Plasmonics Research at the Plasmonics and Nanosensing Laboratory is currently focused on the development of plasmon-based sensors that exploit electrodynamically generated local surface plasmon resonances at the surface of noble metal nanoparticles. Our research activities has four primary branches: Nanofabrication of metal nanoparticles and nanostructured surfaces, theoretical modeling of local surface plasmon resonances and nanogap plasmon resonances, far-field optical characterization of local surface plasmon resonance, and applications of metal nanoparticle local surface plasmon resonances, such as surface enhanced Raman spectroscopy and dark-field scattering spectroscopy.

Surface enhanced Raman scattering

Raman spectroscopy is a powerful technique for chemical and biological analysis because it can provide a chemical fingerprint of probed molecules and the measurement is not affected by an aqueous environment, which is a limitation for infrared spectroscopy.

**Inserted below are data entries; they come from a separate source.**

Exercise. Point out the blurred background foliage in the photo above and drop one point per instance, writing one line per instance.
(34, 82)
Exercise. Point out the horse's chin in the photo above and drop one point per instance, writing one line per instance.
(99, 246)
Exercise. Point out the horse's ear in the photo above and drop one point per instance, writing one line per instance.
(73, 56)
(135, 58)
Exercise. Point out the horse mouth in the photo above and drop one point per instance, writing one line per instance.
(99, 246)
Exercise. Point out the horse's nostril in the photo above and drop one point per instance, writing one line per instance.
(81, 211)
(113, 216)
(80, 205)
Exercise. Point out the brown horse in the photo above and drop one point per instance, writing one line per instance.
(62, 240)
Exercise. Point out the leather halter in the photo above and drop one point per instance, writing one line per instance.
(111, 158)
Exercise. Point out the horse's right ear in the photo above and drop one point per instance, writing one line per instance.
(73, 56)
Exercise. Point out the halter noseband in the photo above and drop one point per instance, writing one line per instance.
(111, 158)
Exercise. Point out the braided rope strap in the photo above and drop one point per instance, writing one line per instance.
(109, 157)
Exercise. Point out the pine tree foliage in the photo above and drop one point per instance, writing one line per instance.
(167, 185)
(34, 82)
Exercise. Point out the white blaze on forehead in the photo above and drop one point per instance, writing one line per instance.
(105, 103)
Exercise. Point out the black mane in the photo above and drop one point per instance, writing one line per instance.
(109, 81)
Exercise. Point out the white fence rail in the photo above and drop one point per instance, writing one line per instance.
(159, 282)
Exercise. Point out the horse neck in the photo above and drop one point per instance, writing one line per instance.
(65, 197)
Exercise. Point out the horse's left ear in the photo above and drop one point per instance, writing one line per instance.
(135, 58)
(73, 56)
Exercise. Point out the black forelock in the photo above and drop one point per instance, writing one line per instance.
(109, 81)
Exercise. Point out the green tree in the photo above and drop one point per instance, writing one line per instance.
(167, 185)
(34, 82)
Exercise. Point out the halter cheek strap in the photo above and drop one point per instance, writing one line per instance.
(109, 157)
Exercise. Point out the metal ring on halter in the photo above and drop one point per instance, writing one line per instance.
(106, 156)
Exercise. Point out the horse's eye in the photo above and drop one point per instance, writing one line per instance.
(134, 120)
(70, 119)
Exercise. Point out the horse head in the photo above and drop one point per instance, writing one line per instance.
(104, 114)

The chemical fingerprint represents the vibrational structure of the probed molecules, which is measured from inelastically scattered photons from the polarizable bonds of the molecules in the probe region of the collection optics. However, inelastic light scattering is a weak process, e.g. a typical inelastic scattering process generates several orders of magnitude fewer photon fluxes than optical absorption processes used in infrared and fluorescence spectroscopies. Almost forty years ago, the surface enhanced Raman scattering (SERS) effect was discovered when the inelastic, or Stokes, scattered emission from molecules adsorbed in close proximity to nanogaps located between metal nanostructures was strongly enhanced due primarily to an electromagnetic enhancement effect. An enhancement factor of ten million drastically increases photon emission compared to a conventional Raman scattering process. SERS is emerging as a powerful and important analytical technique that can provide a chemical fingerprint of small quantities of surface adsorbed species, surface reactions and their intermediate species.